Booked here and there, but nowhere near where she wanted to be. 
Every time she got on a sales call, she’d freeze.
Her words came out rehearsed, and when a prospect said, “I’ll think about it,” she took it as a personal failure.

She didn’t need a better script. 
She needed a better story.

We spent one week digging into how her clients actually made decisions.
We reframed her calls from “closing” to “coaching.”

Instead of pushing an offer, she started asking better questions, 
and listening for the language her clients used when they described what they wanted most.

A few weeks later, she messaged me: 
“I just closed three new clients in one week, and every conversation felt natural.”

That’s the power of story in sales.
When you stop trying to convince people and start connecting with them, results follow naturally.

Post in the wild:
Adaptation Prompts

    1. What limiting belief or fear did your client have before working with you?
    2. What shift helped them see things differently or take new action?
    3. What specific change or moment marked the turning point in their story?
    4. What outcome did that lead to (measurable or emotional)?
    5. What bigger truth about your work or industry does this story illustrate?

Hook Ideas
    • “The kind of result you don’t forget.”
    • “This one still gives me chills.”
    • “You’ll want to see how this ends.”
    • “What happened next surprised both of us.”
    • “Here’s what turned everything around.”

Prompt 2 (Variation)

Not everybody has client testimonials.
  • Maybe you’re just starting out.
  • Maybe you’ve pivoted who you work with.
  • Maybe you are under an NDA 
  • or you work with companies, not individuals and there is no “one person” that can give you the  testimonial That's OK you can still do a testimonial style post
Here’s what to share instead:
  • A personal transformation or lesson from your own business journey. 
  • An anonymized client story (under NDA) focused on the problem and process, not the person.
  • A repeated pattern you’ve noticed in your industry — told as a “composite” story to illustrate the point.
Each one still builds trust through truth.

Example:

I kept telling myself I couldn’t post until everything was perfect.
The logo, the tagline, the website copy — all of it.

What I didn’t realize was that “perfect” was just another word for “stuck.”

The shift came when I decided clarity would come from action, not before it.

I started showing up with what I had. 
Each post sharpened my message. 
Each conversation brought clarity.

Within 30 days, I had more traction than the six months I’d spent behind the scenes.

Proof doesn’t always come from testimonials. 
Sometimes, it comes from the courage to go first.

If you’ve been holding back because you don’t have “proof” yet — let this be it.

You’re allowed to start before you’re ready.

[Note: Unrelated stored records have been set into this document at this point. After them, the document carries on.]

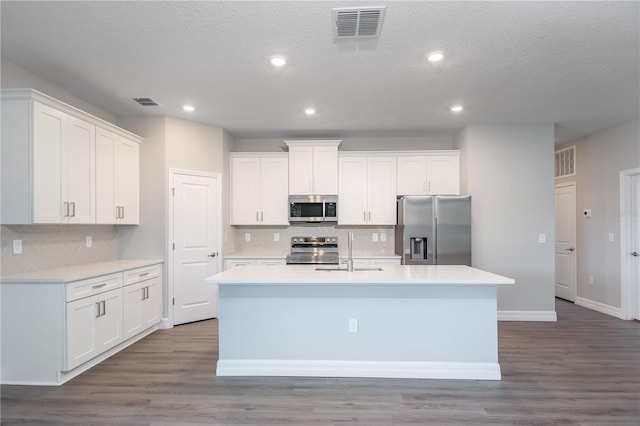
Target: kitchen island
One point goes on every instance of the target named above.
(400, 321)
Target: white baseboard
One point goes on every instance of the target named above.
(549, 316)
(600, 307)
(381, 369)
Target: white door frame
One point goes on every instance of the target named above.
(628, 279)
(575, 235)
(171, 231)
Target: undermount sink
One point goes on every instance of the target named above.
(355, 269)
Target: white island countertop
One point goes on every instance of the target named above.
(389, 274)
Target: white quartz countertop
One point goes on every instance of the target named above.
(79, 272)
(390, 274)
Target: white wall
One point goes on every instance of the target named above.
(599, 159)
(508, 171)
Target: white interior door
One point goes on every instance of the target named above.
(196, 229)
(565, 241)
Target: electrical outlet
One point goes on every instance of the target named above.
(17, 246)
(353, 325)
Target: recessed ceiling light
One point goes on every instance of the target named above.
(435, 56)
(278, 61)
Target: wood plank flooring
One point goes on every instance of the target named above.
(582, 370)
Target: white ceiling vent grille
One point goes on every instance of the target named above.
(146, 101)
(352, 22)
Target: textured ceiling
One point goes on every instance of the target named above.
(575, 64)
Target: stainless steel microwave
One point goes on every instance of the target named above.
(313, 208)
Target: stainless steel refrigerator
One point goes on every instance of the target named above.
(434, 230)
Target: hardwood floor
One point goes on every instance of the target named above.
(582, 370)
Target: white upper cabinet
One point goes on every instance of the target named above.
(431, 174)
(63, 167)
(117, 179)
(313, 167)
(367, 190)
(49, 160)
(259, 189)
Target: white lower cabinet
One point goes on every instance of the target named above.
(142, 302)
(94, 325)
(241, 261)
(79, 322)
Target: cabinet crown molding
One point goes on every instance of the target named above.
(34, 95)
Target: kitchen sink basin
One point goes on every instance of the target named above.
(355, 269)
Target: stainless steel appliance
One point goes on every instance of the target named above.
(313, 208)
(434, 230)
(315, 250)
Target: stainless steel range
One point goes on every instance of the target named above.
(315, 250)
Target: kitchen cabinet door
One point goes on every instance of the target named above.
(412, 175)
(142, 306)
(94, 325)
(64, 167)
(381, 191)
(301, 168)
(274, 191)
(443, 175)
(367, 194)
(117, 179)
(245, 190)
(313, 167)
(352, 192)
(127, 182)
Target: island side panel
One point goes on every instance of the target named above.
(430, 324)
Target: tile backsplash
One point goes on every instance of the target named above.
(262, 239)
(52, 246)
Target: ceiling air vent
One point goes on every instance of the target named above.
(350, 22)
(146, 101)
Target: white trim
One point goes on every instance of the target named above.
(384, 369)
(549, 316)
(600, 307)
(167, 322)
(628, 295)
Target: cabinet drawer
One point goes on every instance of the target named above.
(142, 274)
(84, 288)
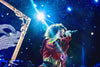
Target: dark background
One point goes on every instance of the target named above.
(84, 17)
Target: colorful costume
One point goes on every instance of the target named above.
(52, 55)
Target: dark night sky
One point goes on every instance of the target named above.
(84, 17)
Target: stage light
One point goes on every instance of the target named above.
(40, 16)
(34, 5)
(48, 15)
(42, 5)
(92, 33)
(96, 1)
(69, 9)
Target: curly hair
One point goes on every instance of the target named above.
(53, 29)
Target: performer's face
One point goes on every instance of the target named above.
(62, 32)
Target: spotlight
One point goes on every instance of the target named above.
(48, 15)
(42, 5)
(69, 9)
(92, 33)
(40, 16)
(34, 5)
(96, 1)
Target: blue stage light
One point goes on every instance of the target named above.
(96, 1)
(34, 5)
(69, 9)
(48, 15)
(42, 5)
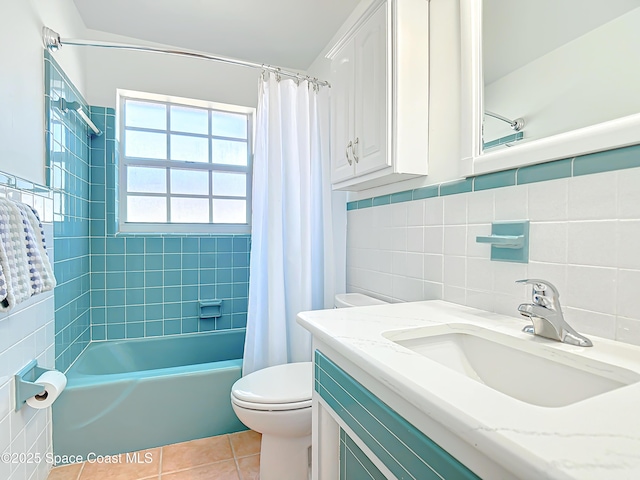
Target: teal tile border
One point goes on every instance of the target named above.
(401, 197)
(426, 192)
(618, 159)
(383, 200)
(544, 171)
(459, 186)
(599, 162)
(495, 180)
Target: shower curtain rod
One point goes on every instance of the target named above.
(516, 124)
(53, 42)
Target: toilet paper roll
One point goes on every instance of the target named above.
(54, 383)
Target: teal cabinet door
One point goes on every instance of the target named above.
(402, 448)
(354, 464)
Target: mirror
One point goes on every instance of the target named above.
(568, 71)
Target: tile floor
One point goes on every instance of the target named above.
(225, 457)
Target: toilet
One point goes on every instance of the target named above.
(276, 401)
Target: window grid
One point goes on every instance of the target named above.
(170, 165)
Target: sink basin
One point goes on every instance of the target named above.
(527, 371)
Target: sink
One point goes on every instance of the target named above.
(527, 371)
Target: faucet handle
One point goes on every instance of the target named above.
(544, 293)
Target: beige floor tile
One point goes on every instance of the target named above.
(249, 467)
(225, 470)
(125, 468)
(195, 453)
(65, 472)
(245, 443)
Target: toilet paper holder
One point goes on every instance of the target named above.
(25, 385)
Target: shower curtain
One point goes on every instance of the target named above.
(294, 249)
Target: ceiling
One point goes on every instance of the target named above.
(516, 32)
(287, 33)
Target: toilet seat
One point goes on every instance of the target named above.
(271, 406)
(278, 388)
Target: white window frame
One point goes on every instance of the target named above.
(216, 228)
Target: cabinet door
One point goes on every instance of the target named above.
(354, 464)
(371, 94)
(342, 108)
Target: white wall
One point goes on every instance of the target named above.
(587, 81)
(26, 333)
(22, 79)
(583, 238)
(109, 69)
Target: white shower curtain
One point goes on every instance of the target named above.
(293, 265)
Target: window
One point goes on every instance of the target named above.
(186, 167)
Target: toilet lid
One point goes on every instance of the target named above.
(282, 384)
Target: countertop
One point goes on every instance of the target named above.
(597, 438)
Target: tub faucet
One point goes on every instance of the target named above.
(546, 314)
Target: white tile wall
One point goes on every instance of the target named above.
(585, 238)
(26, 333)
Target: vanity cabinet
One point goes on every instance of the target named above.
(374, 439)
(379, 79)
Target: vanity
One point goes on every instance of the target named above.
(437, 390)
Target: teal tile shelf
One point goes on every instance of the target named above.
(509, 241)
(610, 160)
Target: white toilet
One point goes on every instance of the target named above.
(276, 402)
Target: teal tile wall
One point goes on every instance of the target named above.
(113, 286)
(67, 164)
(150, 285)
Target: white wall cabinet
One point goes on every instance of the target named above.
(380, 93)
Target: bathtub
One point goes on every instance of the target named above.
(130, 395)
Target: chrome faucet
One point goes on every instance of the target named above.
(546, 314)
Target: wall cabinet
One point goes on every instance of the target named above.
(380, 91)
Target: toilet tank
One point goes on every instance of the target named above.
(344, 300)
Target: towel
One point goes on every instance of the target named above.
(25, 269)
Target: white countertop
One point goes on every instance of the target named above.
(597, 438)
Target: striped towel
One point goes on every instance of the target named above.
(25, 269)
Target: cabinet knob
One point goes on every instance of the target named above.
(353, 149)
(349, 146)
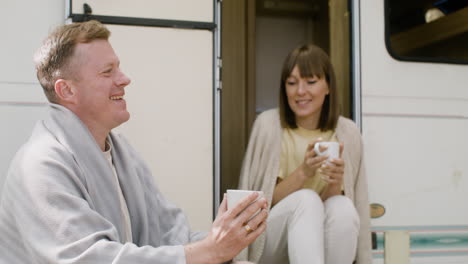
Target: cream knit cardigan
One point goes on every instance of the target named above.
(261, 165)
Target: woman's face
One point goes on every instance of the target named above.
(305, 96)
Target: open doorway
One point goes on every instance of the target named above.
(256, 37)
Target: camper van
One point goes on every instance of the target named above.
(203, 70)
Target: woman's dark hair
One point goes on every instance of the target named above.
(311, 61)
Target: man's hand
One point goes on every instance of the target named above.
(232, 231)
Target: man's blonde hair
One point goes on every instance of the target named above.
(53, 58)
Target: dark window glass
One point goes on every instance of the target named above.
(427, 30)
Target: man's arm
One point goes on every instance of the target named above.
(229, 235)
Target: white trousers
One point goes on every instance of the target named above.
(304, 229)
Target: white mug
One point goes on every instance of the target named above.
(333, 149)
(234, 196)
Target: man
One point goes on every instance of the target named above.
(76, 192)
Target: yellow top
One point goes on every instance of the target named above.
(294, 144)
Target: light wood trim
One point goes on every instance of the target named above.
(234, 105)
(340, 51)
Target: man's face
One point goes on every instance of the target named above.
(99, 85)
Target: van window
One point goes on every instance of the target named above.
(427, 30)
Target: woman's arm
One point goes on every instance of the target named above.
(295, 181)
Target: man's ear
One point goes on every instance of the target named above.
(64, 90)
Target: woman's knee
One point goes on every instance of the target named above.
(307, 199)
(340, 208)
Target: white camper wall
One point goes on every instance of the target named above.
(415, 122)
(188, 10)
(170, 101)
(23, 26)
(170, 98)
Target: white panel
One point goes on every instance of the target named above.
(170, 101)
(17, 124)
(23, 27)
(417, 170)
(414, 127)
(189, 10)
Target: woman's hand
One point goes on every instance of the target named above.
(312, 161)
(333, 170)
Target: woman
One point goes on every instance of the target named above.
(320, 211)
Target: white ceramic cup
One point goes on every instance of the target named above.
(333, 149)
(234, 196)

The story you’re living right now is the social proof.

 Optional Hook Variations

“You don’t need screenshots to prove credibility.”
“Start before you have proof — that’s how you earn it.”
“Proof isn’t always public. Sometimes, it’s progress no one else sees yet.”
“If you’ve ever said, ‘But I don’t have testimonials yet’ — read this.”
“Your own results are social proof — even if they’re still in progress.”